Much of Gary Peterson's summer was spent cruising the toothpaste aisles at various Fred Meyer stores. There, displayed near the brushes and floss sits his baby: the Roll-It, a snail-shaped device that aims to squeeze every bit of paste from a tube.
The gadget made it into 132 Fred Meyer stores in June, but staying there meant selling at least 480. Without an ad campaign or any marketing, 590 reached check-out stands that month.

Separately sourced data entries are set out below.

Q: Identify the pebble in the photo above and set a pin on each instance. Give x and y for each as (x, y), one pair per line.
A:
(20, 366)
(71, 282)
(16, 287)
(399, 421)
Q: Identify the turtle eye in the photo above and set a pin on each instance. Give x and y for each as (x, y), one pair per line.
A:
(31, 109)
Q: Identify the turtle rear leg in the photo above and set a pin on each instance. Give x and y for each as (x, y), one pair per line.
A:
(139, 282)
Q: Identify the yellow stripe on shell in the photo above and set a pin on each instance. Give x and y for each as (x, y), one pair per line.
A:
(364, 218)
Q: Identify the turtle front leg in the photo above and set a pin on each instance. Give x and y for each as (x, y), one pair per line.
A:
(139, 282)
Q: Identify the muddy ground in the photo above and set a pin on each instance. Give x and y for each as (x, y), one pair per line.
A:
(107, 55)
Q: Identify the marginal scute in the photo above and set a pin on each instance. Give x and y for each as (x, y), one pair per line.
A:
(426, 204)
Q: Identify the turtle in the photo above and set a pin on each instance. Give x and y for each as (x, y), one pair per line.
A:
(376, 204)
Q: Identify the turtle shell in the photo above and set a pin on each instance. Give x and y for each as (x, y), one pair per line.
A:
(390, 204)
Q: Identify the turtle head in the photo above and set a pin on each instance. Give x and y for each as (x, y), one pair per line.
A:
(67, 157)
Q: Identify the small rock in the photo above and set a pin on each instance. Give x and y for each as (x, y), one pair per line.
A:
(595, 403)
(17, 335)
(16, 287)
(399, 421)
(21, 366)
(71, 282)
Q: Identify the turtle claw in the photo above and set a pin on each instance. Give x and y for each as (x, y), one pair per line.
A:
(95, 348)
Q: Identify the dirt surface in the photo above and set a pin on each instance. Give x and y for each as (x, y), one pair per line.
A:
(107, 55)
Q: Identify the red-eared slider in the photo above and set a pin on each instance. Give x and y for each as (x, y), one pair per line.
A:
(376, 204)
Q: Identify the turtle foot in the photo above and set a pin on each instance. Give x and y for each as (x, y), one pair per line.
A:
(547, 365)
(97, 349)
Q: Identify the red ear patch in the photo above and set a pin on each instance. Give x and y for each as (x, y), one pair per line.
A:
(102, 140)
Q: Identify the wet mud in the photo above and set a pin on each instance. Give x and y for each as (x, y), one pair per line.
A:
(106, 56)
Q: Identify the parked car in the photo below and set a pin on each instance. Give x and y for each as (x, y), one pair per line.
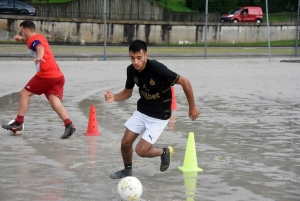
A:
(244, 14)
(16, 7)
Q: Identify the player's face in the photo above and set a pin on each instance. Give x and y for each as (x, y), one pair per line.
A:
(24, 33)
(139, 59)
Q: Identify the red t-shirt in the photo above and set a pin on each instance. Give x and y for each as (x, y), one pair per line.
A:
(48, 68)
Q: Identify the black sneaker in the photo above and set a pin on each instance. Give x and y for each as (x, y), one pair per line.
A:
(69, 130)
(14, 128)
(165, 160)
(121, 173)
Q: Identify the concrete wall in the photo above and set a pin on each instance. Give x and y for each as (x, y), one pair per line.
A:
(83, 31)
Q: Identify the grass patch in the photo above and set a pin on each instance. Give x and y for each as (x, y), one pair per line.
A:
(50, 1)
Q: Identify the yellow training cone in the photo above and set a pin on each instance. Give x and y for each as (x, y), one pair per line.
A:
(190, 159)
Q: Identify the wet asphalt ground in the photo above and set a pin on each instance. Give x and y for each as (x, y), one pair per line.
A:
(247, 137)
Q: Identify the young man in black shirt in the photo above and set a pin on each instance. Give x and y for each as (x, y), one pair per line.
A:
(153, 108)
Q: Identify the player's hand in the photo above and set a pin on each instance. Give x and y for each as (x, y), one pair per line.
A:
(18, 38)
(194, 113)
(109, 96)
(38, 60)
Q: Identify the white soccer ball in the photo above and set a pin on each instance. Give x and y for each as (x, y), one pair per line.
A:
(17, 132)
(130, 188)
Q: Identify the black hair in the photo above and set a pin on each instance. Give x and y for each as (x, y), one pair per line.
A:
(137, 46)
(28, 24)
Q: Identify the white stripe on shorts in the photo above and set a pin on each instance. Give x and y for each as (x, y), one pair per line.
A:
(150, 127)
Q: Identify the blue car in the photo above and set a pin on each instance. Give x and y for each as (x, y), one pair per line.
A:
(8, 7)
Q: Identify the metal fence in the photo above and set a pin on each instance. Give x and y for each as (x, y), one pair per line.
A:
(157, 10)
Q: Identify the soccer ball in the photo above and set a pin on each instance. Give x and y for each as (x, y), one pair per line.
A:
(17, 132)
(130, 188)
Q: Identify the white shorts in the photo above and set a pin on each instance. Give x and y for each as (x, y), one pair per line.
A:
(151, 127)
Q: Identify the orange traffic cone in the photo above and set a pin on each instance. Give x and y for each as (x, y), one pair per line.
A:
(92, 129)
(174, 105)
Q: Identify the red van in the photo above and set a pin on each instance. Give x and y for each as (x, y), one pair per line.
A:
(244, 14)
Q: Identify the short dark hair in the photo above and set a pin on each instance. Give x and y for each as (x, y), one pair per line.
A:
(28, 24)
(137, 46)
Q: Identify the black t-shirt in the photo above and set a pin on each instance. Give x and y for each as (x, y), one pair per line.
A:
(154, 84)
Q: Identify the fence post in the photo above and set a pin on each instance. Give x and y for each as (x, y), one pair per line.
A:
(138, 9)
(79, 8)
(48, 9)
(165, 14)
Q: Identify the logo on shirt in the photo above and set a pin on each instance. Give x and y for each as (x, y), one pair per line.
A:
(152, 82)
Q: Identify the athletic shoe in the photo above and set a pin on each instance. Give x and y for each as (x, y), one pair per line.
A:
(166, 159)
(121, 173)
(69, 130)
(16, 129)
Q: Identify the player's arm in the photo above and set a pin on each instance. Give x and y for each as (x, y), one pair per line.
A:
(187, 88)
(40, 54)
(18, 38)
(123, 95)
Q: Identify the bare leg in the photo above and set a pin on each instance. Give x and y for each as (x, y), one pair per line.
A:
(24, 101)
(57, 106)
(146, 149)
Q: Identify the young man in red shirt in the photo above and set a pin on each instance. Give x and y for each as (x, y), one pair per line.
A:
(49, 80)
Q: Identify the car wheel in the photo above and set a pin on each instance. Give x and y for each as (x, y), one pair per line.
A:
(23, 12)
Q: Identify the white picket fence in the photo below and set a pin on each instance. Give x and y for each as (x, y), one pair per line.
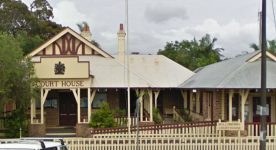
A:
(168, 143)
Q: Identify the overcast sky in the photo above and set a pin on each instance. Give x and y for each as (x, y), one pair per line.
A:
(152, 23)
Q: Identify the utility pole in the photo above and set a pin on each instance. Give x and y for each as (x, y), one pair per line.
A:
(263, 108)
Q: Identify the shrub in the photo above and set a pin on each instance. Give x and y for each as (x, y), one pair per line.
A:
(102, 118)
(120, 112)
(17, 120)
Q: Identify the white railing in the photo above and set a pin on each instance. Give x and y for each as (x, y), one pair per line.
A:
(168, 143)
(194, 129)
(122, 121)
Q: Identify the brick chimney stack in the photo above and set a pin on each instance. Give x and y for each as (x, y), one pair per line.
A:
(86, 32)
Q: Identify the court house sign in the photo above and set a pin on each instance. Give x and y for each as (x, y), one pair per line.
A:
(61, 83)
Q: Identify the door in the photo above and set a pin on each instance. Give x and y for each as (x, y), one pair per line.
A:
(256, 102)
(67, 109)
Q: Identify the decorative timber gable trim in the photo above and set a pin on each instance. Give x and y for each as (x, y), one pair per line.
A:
(68, 42)
(258, 56)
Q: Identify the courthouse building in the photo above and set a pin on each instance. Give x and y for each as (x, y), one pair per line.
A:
(75, 77)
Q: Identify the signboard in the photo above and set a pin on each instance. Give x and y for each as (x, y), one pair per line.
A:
(71, 83)
(230, 126)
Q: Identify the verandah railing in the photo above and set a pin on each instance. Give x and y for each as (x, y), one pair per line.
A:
(206, 128)
(156, 143)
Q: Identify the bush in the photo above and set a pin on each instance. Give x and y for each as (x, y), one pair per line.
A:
(103, 118)
(120, 112)
(156, 116)
(17, 120)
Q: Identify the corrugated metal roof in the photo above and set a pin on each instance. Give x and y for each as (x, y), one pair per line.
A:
(155, 71)
(233, 73)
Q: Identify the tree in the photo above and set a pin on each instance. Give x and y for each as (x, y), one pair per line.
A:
(271, 46)
(28, 43)
(193, 54)
(16, 73)
(81, 26)
(42, 9)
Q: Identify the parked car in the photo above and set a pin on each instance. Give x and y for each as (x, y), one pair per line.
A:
(33, 144)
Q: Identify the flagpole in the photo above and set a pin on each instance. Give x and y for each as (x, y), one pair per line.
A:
(263, 111)
(128, 86)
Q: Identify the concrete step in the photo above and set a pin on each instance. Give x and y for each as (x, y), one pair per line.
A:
(66, 131)
(168, 120)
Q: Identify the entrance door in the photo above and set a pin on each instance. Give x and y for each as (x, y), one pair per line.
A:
(256, 102)
(67, 109)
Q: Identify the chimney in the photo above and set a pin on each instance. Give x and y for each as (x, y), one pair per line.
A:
(121, 43)
(86, 32)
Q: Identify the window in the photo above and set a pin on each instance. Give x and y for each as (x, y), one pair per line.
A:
(84, 102)
(201, 103)
(99, 98)
(51, 103)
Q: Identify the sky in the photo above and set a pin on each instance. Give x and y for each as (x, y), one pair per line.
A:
(152, 23)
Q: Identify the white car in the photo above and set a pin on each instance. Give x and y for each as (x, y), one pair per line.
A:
(33, 144)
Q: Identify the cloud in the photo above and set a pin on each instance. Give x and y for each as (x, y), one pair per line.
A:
(162, 13)
(67, 14)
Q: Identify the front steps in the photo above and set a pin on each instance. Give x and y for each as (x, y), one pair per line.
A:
(66, 131)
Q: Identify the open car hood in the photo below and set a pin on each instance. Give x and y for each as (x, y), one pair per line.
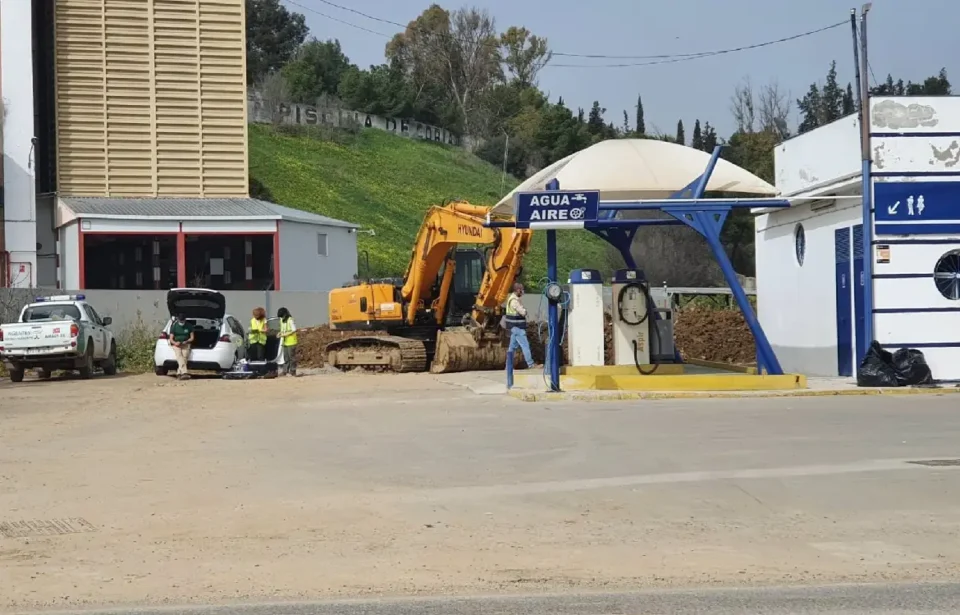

It's nearly unheard of for a first-time inventor to land in a major retailer's health and beauty care aisle, a highly competitive category dominated by multinational corporations. And yet for Peterson, 71, the work has just begun. He not only faces competition from the Johnson & Johnsons of the world, but also an ever-growing roster of rival inventors and inventor-aimed businesses, some willing to scam or lift from creatives as they travel the confusing, and sometimes costly, road to market.
atent and trademark experts agree inventors face more risks today, leaving many, including Peterson, feeling they must hold on tight to their ideas and go it alone. But most experts say the only way to generate real buzz and sustainable sales for a product is to hand it off to the experts at manufacturing, distributing and marketing.
Peterson, who builds gutters for a living, admits being overwhelmed by the nine-month process he faced to gain entry into Fred Meyer. And yet he still spends many nights at his dining room table slipping Roll-Its into little plastic bags and stapling on its bare-bones, red-white-and-blue label, in pursuit of an even bigger quarry: The Kroger Co. The Cincinnati-based chain operates 2,460 supermarkets under several banners, including QFC and Portland-based Fred Meyer.
"I do gutter work and climb on roofs every day, but I can't do that forever," said Peterson, who with his wife is raising 10-year-old twin grandchildren. "If we're going to get into Kroger, we'll need consistency." Consistency and, as it turns out, a little bravery. And better yet, a willingness to let go.